Captura de tela da postagem verificada
Captura de tela da postagem verificada
Foto: Reprodução/Facebook / Estadão

O Estadão Verifica apurou e concluiu que: é falso. Especialistas explicam que não existe evidência científica desses benefícios. A exposição ao sol não adiciona elementos químicos à água que façam bem à saúde e pode trazer riscos. Se água estiver em um recipiente inadequado, ela pode acabar acumulando bactérias e micro-organismos nocivos à saúde.

Saiba mais: O vídeo circula em diversas mídias sociais e, somente no Facebook, acumula 3,8 milhões de visualizações. O vídeo começa com uma pessoa colocando um copo de água ao ar livre. A narração diz que quando a pessoa começa a botar a água no sol e a tomá-la, "a dor de cabeça some, o processo hormonal regula, o cabelo para de cair". Mas isso não é verdade.

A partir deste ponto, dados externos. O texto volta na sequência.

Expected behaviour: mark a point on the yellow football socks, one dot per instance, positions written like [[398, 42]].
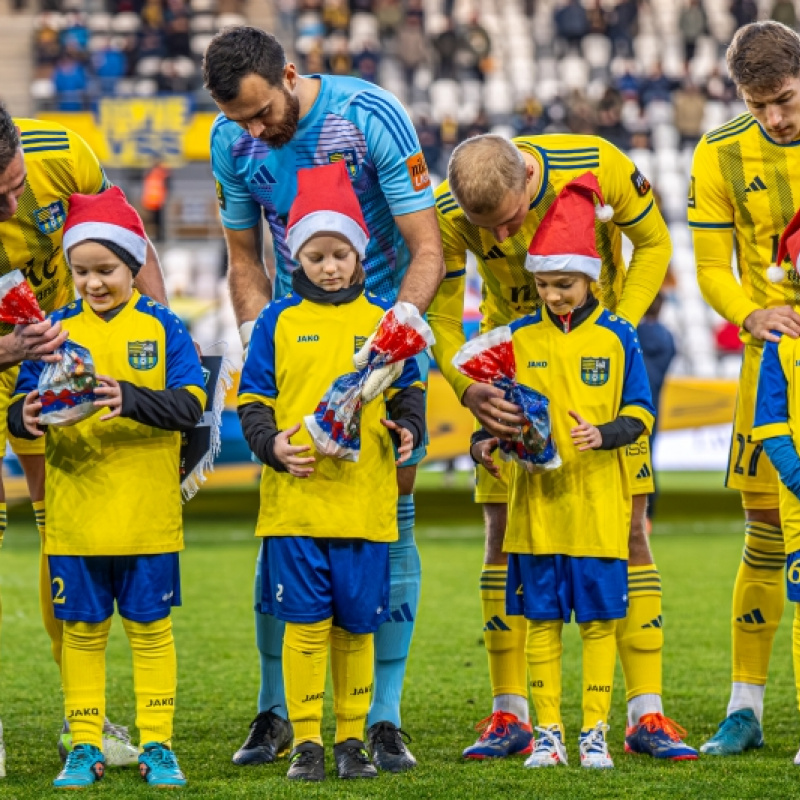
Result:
[[53, 626], [352, 668], [84, 679], [640, 637], [599, 658], [504, 635], [155, 677], [305, 661], [758, 598], [543, 651]]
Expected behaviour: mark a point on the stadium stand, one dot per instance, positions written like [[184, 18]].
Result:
[[647, 75]]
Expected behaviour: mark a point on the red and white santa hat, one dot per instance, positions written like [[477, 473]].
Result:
[[565, 238], [326, 203], [106, 218], [789, 245]]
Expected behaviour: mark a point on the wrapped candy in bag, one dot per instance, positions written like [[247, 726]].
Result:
[[335, 425], [489, 358], [66, 387]]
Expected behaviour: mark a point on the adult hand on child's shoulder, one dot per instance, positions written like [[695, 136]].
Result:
[[289, 454], [498, 416], [585, 436], [31, 408], [110, 393], [406, 440]]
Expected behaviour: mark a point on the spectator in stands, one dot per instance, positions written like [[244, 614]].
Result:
[[785, 12], [744, 12], [658, 350], [622, 27], [609, 120], [412, 48], [572, 22], [693, 24], [70, 81], [690, 106], [657, 87]]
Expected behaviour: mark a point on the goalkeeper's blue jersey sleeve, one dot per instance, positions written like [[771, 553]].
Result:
[[351, 121]]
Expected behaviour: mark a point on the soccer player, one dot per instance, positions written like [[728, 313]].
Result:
[[327, 522], [274, 122], [567, 532], [41, 165], [123, 463], [491, 205], [745, 186]]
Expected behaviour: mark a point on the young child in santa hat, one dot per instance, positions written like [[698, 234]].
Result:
[[327, 522], [112, 486], [567, 531]]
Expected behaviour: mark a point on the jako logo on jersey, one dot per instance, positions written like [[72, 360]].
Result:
[[143, 355], [594, 371], [348, 156], [418, 172], [756, 185], [50, 218]]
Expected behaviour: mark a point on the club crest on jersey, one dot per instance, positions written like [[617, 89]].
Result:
[[348, 156], [143, 355], [50, 218], [594, 371]]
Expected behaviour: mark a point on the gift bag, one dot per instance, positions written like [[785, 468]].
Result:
[[489, 358], [66, 387], [335, 425]]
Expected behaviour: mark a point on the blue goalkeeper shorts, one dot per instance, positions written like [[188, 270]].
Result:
[[553, 587], [305, 579]]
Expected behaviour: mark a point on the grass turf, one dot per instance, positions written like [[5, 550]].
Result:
[[447, 687]]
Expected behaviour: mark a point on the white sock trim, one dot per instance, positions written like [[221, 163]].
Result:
[[512, 704]]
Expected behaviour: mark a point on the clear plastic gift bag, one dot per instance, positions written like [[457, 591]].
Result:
[[66, 387], [335, 425], [489, 358]]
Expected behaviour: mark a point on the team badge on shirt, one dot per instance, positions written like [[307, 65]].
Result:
[[348, 156], [143, 355], [50, 218], [594, 371]]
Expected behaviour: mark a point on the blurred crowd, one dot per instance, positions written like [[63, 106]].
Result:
[[122, 48]]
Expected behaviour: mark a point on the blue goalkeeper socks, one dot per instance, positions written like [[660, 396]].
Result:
[[393, 638], [269, 640]]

Profissionais com especialidade em endocrinologia, patologia clínica e química afirmaram ao Verifica que não existe evidência científica que aponte que a água exposta ao sol possa trazer esses benefícios ao ser ingerida.

"Não há nenhum estudo que prove isso, nem mesmo qualquer mecanismo biológico plausível que possa sugerir a mera hipótese teoricamente", afirma o médico endocrinologista e patologista clínico Pedro Saddi, que é vice-coordenador do Comitê de Endocrinologia da Sociedade Brasileira de Patologia Clínica/Medicina Laboratorial (SBPC/ML).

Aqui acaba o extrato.